Yoga means “to create union, to join, to tie the strands of the mind together.” With this concept I teach a practice of asanas (postures) that flow seamlessly together, connected and led by awareness of breath, in a moving meditation that joins the body, breath, mind and spirit to move together as one.
Beginner – intermediate level: After the body is initially warmed-up through sun salutations, we begin to hold static postures for a few breaths to work on alignment, creating space in the body and directing breath / Prana (vital life force energy) to release mental and physical tension.
Hatha / Vinyasa Flow
Beginner – advanced level: A sequence of postures that focus on linking breath to movement through transitions from one posture to the next, creating a fluid, moving meditation. Sequences work through all areas of the body, including standing, seated, spinal twists, forward and back bends, inversions and relaxation.

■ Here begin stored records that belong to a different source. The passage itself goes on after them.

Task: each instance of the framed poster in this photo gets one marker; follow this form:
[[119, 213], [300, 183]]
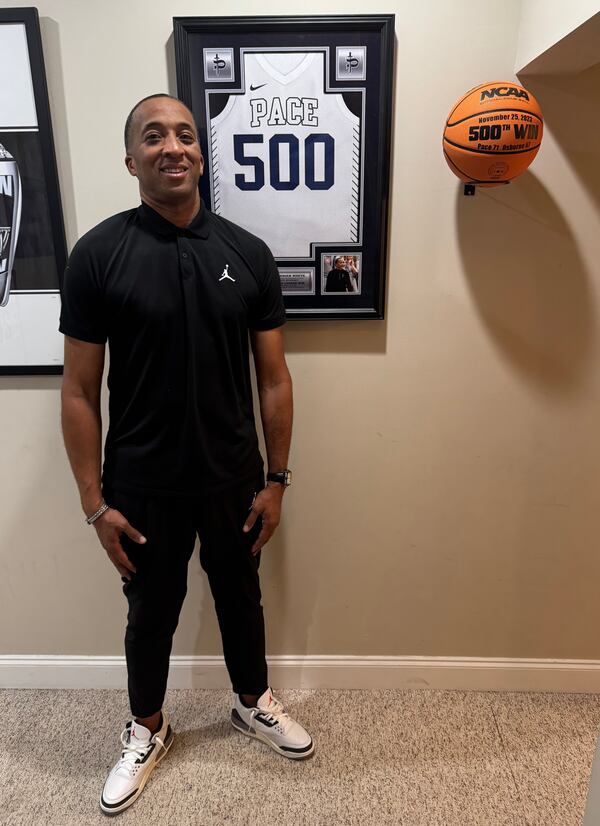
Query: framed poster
[[294, 120], [32, 238]]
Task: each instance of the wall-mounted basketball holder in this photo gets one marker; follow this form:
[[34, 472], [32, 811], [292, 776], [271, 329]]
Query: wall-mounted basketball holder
[[492, 134]]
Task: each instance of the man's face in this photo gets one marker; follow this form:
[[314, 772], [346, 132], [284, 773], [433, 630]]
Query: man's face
[[164, 153]]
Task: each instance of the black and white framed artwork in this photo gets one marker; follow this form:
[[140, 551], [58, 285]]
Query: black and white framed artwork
[[32, 238]]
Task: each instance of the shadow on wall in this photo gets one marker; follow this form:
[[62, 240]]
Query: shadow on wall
[[528, 282], [571, 107]]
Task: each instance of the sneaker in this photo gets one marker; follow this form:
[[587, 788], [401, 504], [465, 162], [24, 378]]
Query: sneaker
[[268, 722], [142, 750]]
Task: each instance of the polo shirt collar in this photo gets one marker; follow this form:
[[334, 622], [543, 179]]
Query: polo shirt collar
[[154, 221]]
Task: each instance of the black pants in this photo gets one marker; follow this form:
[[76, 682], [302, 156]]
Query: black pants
[[156, 592]]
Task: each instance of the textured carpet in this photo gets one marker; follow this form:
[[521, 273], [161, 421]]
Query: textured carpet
[[408, 758]]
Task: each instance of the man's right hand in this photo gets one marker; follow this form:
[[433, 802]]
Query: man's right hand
[[109, 528]]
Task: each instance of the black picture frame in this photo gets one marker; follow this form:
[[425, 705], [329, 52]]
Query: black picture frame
[[298, 187], [30, 343]]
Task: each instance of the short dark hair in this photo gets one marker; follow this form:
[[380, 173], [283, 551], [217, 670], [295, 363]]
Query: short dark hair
[[129, 121]]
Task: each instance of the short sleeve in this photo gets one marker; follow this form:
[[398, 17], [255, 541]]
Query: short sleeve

Great for those who need to move their bodies to build heat and burn impurities.
A practice of reclining postures utilizing a multitude of props to effortlessly gain the benefits of a well-rounded Yoga practice. Zero impact, great for any level. Perfect for those who suffer from anxiety, stress and restlessness and could benefit from deep relaxation. I call this “dessert yoga” because it is very relaxing and enjoyable.
Ergonomic / Office Yoga
Simple stretches that can be performed standing or seated, focusing on common areas of the body that are affected from sitting at a desk or doing general office tasks. For any level, it can be practiced in a conference room, office space and even in an office chair.
Pranayama (vital life force expansion) uses various methods of working with and controlling the breath while cleansing Nadis (energy channels) within the body. These practices can be incorporated into a Hatha or Flow class or can be practiced on their own in reclining or seated postures.
Develop a comfortable seated posture, breath awareness and work toward stilling the mind. It can include cultivating positive thinking, awareness of body and thought patterns, mudras (hand gestures), chakras (energy-centers) and visualizations. Meditation can be incorporated into a Hatha or Flow class and can be practiced on its own in seated postures.